Honest moms: Sending a child to school is a big step for the parent and kid
Robyn Rison and Jean Hardiman are both raising little ones -- Robyn, two boys ages 4 and 2, and Jean, two girls ages 5 and 3 (with a grown stepdaughter as well). They decided to save some of their daily parenting conversations for posterity.
JEAN: You ever have one of those moments when you think you can play it cool and you absolutely cannot? I found myself in one of those a couple weeks ago, on my 5-year-old's last day at the daycare where she's been since she was tiny. I felt strong, felt good. Walked in to hand a thank you card to her teacher for being so amazing and good to my girl, and I kind of started straight-up bawling. Gasping for breath. Snot pouring. You get the picture.

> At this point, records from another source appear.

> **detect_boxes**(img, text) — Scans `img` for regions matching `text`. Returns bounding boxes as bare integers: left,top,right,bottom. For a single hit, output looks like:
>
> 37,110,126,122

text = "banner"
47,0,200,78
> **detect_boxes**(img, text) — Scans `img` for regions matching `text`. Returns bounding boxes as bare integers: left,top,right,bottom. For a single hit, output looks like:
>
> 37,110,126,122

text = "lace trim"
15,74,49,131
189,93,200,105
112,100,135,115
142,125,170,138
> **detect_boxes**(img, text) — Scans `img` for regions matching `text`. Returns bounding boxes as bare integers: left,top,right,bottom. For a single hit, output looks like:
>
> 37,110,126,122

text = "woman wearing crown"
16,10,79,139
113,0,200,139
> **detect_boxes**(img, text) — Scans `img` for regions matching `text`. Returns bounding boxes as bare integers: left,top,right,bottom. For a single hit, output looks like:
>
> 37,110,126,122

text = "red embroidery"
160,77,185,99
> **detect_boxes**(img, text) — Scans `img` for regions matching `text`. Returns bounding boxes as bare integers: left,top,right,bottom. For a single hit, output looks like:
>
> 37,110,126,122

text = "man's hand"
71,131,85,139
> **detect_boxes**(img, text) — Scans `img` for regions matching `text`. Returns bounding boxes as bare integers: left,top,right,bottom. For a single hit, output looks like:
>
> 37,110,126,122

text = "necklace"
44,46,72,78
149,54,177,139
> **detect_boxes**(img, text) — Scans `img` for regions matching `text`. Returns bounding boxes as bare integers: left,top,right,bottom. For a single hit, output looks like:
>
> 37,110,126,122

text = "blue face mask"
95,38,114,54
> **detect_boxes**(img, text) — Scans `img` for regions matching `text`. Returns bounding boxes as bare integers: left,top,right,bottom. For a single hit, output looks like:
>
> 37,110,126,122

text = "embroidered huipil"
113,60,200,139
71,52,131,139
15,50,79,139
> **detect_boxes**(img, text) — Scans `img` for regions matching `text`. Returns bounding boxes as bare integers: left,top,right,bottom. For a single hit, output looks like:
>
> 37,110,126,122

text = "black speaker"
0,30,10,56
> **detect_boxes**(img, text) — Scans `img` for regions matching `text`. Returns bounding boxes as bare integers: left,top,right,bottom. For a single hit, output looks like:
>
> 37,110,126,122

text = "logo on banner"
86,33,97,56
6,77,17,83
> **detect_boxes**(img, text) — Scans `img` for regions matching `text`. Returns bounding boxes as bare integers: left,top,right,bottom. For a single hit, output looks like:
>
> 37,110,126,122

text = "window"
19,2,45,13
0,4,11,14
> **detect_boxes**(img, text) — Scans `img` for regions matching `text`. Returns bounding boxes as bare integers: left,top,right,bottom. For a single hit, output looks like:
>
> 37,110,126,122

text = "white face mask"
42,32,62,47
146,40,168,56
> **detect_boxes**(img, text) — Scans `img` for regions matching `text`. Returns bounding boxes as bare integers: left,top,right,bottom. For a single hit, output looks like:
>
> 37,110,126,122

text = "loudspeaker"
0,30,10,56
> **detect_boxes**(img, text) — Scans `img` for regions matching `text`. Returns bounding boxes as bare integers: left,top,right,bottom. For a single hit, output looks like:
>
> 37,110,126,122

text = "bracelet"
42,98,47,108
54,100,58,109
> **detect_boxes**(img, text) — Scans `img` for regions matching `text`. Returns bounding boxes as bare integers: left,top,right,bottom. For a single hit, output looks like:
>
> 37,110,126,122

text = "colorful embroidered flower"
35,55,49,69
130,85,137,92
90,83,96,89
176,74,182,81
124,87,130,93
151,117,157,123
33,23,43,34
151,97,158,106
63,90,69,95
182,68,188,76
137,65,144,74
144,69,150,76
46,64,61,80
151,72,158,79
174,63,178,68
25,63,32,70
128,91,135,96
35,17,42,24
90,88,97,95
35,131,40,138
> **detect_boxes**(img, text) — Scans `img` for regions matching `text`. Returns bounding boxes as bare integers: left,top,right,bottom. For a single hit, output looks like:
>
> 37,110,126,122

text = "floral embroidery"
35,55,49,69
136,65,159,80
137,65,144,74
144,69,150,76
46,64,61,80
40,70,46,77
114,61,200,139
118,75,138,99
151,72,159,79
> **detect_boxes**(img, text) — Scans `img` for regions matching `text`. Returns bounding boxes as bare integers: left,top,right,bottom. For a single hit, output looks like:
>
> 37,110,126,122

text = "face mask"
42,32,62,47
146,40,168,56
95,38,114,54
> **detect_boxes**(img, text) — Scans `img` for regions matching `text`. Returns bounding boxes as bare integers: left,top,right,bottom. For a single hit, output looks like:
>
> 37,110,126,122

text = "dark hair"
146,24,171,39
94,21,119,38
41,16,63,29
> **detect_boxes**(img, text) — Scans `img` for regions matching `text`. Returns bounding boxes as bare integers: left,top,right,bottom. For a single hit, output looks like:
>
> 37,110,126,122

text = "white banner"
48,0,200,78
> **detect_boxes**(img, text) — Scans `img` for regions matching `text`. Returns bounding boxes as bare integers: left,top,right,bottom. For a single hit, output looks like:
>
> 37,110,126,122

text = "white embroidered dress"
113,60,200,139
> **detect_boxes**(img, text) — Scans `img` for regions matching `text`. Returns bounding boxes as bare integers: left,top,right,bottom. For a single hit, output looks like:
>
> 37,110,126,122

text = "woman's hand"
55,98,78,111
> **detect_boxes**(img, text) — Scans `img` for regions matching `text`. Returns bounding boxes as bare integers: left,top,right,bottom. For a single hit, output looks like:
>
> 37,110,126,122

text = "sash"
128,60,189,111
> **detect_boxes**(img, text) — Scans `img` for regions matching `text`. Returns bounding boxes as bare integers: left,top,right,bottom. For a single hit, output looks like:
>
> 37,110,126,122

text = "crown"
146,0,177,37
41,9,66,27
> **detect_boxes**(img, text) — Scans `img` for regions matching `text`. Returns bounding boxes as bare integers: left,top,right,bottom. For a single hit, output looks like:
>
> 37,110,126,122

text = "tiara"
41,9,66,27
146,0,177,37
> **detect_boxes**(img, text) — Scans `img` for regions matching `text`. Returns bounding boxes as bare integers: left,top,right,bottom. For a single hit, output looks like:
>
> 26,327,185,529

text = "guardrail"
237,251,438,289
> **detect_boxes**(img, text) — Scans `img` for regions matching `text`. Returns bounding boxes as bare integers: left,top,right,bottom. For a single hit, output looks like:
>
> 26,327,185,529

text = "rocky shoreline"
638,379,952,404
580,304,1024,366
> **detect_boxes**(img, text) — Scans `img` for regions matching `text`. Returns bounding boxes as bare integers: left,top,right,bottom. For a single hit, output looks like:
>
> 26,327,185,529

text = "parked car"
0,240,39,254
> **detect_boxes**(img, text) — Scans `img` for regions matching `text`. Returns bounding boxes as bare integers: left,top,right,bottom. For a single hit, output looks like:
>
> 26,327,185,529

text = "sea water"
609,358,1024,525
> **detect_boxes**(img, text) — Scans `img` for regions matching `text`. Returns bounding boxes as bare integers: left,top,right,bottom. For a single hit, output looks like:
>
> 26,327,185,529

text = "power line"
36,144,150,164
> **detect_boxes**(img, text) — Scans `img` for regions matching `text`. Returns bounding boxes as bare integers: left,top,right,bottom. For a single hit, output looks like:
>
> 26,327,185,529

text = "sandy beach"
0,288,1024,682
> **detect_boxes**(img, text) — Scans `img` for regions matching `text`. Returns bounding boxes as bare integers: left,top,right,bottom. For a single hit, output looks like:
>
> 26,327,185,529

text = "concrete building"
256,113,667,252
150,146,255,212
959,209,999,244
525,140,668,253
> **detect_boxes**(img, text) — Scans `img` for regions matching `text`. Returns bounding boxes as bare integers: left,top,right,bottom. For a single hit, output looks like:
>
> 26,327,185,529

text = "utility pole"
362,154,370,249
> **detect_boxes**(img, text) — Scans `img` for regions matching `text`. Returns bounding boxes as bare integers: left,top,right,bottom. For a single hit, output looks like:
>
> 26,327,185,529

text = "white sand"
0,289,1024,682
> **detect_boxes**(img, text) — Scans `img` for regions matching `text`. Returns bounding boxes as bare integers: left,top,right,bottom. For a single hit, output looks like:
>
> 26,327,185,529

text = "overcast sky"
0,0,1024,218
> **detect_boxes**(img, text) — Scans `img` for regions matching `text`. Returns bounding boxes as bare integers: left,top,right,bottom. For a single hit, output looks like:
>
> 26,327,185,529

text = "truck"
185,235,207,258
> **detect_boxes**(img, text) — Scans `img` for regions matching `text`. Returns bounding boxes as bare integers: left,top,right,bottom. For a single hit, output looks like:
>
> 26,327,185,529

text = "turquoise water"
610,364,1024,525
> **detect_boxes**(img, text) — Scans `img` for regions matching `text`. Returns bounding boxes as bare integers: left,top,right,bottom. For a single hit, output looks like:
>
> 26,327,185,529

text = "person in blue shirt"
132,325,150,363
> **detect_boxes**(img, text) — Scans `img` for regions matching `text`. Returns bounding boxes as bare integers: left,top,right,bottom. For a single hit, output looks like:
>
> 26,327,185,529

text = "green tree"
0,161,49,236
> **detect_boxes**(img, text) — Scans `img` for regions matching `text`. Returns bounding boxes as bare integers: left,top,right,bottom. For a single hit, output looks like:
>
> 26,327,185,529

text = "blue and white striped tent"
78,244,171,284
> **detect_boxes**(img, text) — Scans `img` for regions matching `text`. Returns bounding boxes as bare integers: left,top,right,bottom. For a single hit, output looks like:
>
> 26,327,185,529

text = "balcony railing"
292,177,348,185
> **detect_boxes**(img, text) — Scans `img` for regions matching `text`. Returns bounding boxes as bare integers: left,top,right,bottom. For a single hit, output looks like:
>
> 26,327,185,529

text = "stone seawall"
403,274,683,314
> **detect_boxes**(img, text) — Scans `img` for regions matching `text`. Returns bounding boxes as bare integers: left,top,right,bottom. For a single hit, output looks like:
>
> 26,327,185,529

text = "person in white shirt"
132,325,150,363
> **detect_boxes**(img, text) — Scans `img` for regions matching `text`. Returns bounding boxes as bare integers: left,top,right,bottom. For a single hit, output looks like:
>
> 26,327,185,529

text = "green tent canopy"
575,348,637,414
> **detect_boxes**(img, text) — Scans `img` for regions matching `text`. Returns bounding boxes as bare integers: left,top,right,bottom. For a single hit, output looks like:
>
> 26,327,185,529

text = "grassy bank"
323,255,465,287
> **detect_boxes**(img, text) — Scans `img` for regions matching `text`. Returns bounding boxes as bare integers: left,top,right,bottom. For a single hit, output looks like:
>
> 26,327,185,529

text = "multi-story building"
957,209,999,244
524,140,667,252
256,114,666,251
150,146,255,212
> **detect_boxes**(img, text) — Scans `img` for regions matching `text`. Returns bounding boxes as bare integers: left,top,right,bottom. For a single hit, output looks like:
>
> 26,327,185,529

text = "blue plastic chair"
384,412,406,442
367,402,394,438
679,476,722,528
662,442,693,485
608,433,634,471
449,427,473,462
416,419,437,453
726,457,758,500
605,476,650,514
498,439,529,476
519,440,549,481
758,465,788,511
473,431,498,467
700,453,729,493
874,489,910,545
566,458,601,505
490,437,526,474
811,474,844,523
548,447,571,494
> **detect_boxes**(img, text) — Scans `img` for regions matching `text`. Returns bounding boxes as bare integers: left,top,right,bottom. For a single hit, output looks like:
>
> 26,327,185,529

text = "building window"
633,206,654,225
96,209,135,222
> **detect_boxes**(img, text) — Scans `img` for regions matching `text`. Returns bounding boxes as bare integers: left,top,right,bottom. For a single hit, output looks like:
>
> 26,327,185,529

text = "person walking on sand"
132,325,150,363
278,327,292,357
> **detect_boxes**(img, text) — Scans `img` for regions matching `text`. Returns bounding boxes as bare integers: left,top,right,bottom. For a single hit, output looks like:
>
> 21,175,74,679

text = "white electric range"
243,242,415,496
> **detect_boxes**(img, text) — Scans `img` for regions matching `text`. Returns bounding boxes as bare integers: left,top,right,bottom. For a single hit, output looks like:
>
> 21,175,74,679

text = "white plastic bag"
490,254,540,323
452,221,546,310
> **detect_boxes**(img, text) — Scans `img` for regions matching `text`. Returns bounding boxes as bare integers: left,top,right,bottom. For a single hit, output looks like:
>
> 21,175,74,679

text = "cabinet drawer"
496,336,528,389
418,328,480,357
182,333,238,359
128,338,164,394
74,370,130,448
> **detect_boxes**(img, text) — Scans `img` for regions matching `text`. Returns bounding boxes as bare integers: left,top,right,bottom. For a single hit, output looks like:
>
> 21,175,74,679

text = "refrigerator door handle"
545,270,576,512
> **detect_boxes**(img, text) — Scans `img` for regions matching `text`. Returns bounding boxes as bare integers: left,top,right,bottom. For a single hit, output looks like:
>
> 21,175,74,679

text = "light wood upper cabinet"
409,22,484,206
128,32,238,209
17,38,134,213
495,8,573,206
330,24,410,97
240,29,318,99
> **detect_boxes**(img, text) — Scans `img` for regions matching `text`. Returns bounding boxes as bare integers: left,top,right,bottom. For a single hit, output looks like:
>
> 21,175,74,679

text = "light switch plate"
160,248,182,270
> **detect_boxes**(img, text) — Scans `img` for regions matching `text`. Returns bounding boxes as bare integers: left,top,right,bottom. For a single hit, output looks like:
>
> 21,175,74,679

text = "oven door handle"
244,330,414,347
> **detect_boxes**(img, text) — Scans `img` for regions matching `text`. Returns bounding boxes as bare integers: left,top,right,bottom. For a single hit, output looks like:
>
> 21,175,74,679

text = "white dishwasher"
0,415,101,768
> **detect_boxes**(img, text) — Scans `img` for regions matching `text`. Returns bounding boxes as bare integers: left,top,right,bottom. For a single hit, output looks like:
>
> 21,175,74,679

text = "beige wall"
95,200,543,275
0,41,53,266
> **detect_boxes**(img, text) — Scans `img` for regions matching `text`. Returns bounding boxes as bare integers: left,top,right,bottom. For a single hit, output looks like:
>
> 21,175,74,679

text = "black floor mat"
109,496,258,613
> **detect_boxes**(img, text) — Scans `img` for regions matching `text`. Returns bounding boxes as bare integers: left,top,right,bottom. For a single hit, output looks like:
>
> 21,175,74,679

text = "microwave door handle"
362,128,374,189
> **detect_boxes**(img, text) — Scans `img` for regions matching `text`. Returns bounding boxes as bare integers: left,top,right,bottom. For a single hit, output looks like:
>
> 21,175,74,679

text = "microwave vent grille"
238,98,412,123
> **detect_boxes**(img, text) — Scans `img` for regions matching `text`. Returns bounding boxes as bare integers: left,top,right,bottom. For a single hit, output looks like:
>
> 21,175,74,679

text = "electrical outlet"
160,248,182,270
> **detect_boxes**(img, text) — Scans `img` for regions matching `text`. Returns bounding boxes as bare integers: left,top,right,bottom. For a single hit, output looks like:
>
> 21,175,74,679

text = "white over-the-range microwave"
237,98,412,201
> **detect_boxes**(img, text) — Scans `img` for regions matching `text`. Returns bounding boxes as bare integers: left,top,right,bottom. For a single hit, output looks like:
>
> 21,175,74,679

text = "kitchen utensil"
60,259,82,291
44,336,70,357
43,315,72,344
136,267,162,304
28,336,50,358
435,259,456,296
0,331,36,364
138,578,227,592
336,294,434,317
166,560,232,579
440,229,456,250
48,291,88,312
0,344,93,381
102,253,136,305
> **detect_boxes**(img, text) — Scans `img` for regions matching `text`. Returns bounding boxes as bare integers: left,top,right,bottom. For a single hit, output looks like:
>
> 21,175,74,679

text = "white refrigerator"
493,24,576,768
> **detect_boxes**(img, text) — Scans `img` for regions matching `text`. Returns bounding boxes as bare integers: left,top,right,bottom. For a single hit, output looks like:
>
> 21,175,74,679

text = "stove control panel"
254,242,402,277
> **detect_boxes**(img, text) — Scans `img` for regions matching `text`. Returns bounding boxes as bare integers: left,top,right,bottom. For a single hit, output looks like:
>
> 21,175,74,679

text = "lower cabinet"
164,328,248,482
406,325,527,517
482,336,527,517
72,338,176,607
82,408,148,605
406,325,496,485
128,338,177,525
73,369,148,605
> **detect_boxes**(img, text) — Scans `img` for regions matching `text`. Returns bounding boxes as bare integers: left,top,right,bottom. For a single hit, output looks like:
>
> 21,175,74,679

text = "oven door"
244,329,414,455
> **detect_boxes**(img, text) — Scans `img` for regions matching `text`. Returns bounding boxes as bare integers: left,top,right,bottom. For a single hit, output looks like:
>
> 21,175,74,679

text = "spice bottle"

Having had my kids in daycare since they were just a couple months old, I didn't think starting kindergarten would be that big of a change. (Insert maniacal laughter here.) I've since discovered a strange irony for working mothers. The first day you drop your baby off at a daycare/babysitter's is traumatic. How in the world can you leave your treasure here with these people who aren't you? Well, guess what. The last day is just as traumatic. I suddenly came to realize how deep my trust was in the wonderful teachers and caregivers she's had. I realized how important her friends she's made there are to her, and how so much would change as preschool classmates head to different elementary schools this month. All these things that are familiar will change. And I apparently can't handle that kind of change without a good cry.
Don't get me wrong. I'm excited about her new school and her fantastic kindergarten teacher. I can't wait for her to learn all this new, exciting stuff, and I've met some nice parents of her classmates already. As far as I can tell, the start of kindergarten is going swimmingly, but that does not make the start of kindergarten less of an emotional roller coaster for this mom.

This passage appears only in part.